昭和プロレスの謎『仮説:一九八一年5月、アンドレの足骨折による負傷欠場は予め決まっていた?』<後編>


タイガー・ジェット・シンは本当にアンドレの代替参加だったのか


 一九八一年に起きた新日本と全日本の間の外人レスラー引き抜き合戦は、基本的には出来レース、つまりトレードだった――という見方が定説になりつつあるようです。
 個々の事例、「スタン・ハンセン引き抜きだけはガチ」とか、「トレードなら、チャボ・ゲレロが新日本お手盛りタイトルであるNWAインタージュニアベルトを持ったまま移籍できたのはおかしい」といった点では意見が割れるかもしれませんが、とりあえずブッチャーとシンは交換トレードだったとする見方は、それなりに多くのプロレスファンが支持する説だと思われます。

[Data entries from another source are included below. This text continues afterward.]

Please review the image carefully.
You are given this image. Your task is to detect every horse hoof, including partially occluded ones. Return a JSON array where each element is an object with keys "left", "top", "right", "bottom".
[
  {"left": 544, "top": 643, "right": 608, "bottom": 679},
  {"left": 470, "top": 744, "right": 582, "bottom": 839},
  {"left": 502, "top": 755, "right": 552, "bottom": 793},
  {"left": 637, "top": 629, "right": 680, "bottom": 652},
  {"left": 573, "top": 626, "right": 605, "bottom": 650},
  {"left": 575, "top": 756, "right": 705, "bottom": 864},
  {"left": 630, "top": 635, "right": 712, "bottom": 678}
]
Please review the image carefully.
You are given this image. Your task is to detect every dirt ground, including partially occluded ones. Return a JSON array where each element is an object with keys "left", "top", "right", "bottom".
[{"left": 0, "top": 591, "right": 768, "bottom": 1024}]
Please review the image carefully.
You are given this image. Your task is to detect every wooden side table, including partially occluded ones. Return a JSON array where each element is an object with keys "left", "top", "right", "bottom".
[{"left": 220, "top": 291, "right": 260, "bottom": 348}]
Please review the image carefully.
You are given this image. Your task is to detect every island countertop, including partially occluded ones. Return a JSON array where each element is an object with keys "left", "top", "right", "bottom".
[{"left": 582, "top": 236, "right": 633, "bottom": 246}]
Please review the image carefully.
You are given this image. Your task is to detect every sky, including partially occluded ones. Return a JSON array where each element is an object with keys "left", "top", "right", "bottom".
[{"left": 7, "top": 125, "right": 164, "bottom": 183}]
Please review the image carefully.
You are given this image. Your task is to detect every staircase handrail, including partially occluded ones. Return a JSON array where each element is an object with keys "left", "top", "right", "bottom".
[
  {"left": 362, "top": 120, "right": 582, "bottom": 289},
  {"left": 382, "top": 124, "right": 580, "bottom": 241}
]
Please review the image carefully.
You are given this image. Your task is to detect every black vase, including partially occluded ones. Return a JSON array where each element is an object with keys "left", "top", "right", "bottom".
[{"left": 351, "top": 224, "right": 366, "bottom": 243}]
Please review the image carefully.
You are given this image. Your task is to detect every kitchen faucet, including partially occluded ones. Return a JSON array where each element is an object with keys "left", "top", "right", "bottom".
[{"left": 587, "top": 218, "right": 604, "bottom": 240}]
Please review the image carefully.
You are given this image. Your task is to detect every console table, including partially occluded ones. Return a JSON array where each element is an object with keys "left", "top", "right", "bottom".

 ここからはその前提に立ち、同年のMSGシリーズを欠場したアンドレの負傷について、想像を再び膨らませてみます。
 まず、ブッチャーとシンの交換トレードが決まった時点で、新日本はシンと既に結んでいた契約を早期に消化しなければいけなくなった。どのような契約なのかは分かりませんが、よく言われるのが「年にX週間は来日して試合をする」といった形式。事実、この年のシンは1月から四シリーズ連続で新日本に参加というそれまでになかった頻度で来ており、契約消化の線が濃厚だと言えます。
 ここで着目すべきは、シンのMSGシリーズ参加は、アンドレ欠場を受けての代打として発表されたこと。つまり急遽決まったこの参戦がなければ、全日への移籍までに契約を消化しきれなかったことになります。
 これはおかしい。本当は、シンのMSGシリーズ参加は最初から決まっていたはず。